5° domingo da Quaresma

5º DOMINGO DA QUARESMA

18/03/2018 – Ano B

Pistas homilético-franciscanas

 

Leituras:  Jr 31,31-34;  Sl 50 (51); Hb 5,7-9; Jo 12,20-33

Tema-mensagem: Aos estrangeiros gregos que desejam vê-Lo e conhecê-Lo Jesus responde de forma enigmática que Ele é e deve ser como um grão de trigo que deve ser tragado pela terra a fim de produzir muitos grãos.

Sentimento: Humildade e gratidão

Introdução

Há quatro semanas, estamos nos empenhando para nos aproximar sempre mais de Jesus. Queremos vê-lo, segui-Lo e servi-lo cada vez mais e melhor. Este desejo não é só nosso, mas, também, de todos os homens, queridos e amados por Deus. Eis o mistério que celebramos hoje, 5º Domingo da Quaresma, iluminados pelo Evangelho que proclama a história de um grupo de peregrinos gregos que foram a Jerusalém e que queriam ver a Jesus.

  1. A história de um povo assentado numa aliança sagrada

Quem nos introduz neste mistério é o profeta Jeremias com seu anúncio acerca da nova aliança que Javé haverá de estabelecer com seu povo eleito, denominado com este honroso e admirável título: “Povo da Aliança”!

  • Uma experiência dolorosa e dramática

O texto escolhido para a primeira leitura de hoje é muito breve, denso e sintomático, pois em apenas três versos, repete por quatro vezes, com profunda afeição: “Diz o Senhor!”. Sim, esse “Diz o Senhor” revela que estamos diante de um homem que entrou e vive na intimidade de Deus, um homem que vê, fala e sente Deus: um verdadeiro profeta.

E a primeira coisa que ele via e sentia era uma história de dor e vergonha. De um lado, um Deus que por pura afeição e iniciativa própria, estabelecera com seu povo uma aliança de amor, selada com sacrifícios e gravada em pedras para que todos, presentes e futuros, a pudessem ver, amar, entender e observar. Mas, o que profeta estava vendo eram mil anos de contínuas violações de apenas de uma das partes: justamente, o Povo eleito. Assim de “Povo da Aliança”, os israelitas só tinham mesmo apenas o título, nada mais. Tornara-se o “Povo da infidelidade”.
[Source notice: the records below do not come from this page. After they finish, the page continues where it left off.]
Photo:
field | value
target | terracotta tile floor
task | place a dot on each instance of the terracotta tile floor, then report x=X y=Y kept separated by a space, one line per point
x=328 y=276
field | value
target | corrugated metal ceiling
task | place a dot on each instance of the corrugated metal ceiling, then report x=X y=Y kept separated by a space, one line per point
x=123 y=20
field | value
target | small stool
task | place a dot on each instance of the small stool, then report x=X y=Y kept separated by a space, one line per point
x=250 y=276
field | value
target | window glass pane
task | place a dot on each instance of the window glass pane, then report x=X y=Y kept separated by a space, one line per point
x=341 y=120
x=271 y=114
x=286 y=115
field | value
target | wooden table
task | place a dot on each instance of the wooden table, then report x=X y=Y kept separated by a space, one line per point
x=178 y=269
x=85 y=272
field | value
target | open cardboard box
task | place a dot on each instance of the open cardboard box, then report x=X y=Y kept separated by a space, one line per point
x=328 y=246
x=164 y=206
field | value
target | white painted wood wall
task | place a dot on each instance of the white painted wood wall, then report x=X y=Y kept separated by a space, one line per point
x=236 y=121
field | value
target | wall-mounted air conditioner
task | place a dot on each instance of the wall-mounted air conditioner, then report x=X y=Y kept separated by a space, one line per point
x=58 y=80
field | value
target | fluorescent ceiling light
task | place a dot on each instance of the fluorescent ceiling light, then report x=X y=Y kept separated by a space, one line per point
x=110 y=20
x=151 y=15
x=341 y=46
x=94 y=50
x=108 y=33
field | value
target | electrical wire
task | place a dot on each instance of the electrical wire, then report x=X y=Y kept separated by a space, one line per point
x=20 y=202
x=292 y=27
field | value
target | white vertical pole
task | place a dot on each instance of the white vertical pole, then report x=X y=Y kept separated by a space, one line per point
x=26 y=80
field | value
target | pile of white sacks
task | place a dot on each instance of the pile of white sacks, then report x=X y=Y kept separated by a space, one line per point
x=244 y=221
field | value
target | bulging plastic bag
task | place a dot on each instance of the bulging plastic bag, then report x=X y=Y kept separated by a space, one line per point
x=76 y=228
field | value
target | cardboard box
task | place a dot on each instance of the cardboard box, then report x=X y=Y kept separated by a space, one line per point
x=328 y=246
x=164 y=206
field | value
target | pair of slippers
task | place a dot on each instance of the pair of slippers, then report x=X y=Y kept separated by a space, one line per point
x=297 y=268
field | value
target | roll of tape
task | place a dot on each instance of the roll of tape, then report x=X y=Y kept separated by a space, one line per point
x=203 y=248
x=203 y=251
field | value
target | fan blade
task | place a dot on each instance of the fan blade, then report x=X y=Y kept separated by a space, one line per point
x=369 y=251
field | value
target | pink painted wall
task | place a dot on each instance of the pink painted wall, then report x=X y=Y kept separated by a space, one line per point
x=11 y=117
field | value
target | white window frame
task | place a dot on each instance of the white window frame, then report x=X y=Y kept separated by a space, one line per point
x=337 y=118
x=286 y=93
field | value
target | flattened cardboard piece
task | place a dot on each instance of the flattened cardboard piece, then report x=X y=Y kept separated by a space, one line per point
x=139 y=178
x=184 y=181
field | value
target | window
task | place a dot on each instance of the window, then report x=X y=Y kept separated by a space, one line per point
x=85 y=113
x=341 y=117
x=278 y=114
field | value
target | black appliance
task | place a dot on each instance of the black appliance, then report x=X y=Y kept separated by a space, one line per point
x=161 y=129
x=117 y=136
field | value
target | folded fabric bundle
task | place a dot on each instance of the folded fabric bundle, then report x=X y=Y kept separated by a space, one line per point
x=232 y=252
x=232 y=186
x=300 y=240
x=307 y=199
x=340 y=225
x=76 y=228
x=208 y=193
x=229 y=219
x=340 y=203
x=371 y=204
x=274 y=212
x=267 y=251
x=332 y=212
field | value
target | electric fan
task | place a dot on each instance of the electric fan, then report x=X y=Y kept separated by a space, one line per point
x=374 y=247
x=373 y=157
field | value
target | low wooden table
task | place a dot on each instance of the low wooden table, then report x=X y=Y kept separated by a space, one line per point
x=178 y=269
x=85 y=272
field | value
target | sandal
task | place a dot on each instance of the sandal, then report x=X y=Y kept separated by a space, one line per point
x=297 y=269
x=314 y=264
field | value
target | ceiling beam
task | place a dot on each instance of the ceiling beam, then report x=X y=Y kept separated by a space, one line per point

De outro lado, Jeremias via os esforços da misericórdia de Deus, que, a modo de um dedicado e amoroso esposo, não conseguia eliminar a cegueira, muito menos comover o coração endurecido de sua esposa amada. Assim, aquela Aliança, coisa inédita e inacreditável para os povos vizinhos, que tinham de se submeter a deuses opressores e vingadores, ia não apenas se deteriorando, pouco a pouco, mas também se reduzindo a uma mera casca artificial de observâncias externas e vazias.

Por isso, sentia necessidade de proclamar, alto e bom som, para seu povo, que tanto amava e pelo qual tanto sofria, o sentido de toda a riqueza daquela experiência divina de ser o “Povo da Aliança”. Ou seja, que a aliança celebrada no Sinai e tantas vezes violada e renovada devia ser vivida de modo inteiramente oposto ao que estavam vivendo e praticando até então. Ou seja, era urgente uma conversão interior, um retorno ao júbilo de uma observância de leis nascida da liberdade do amor de Deus e não do medo do poder da escravidão.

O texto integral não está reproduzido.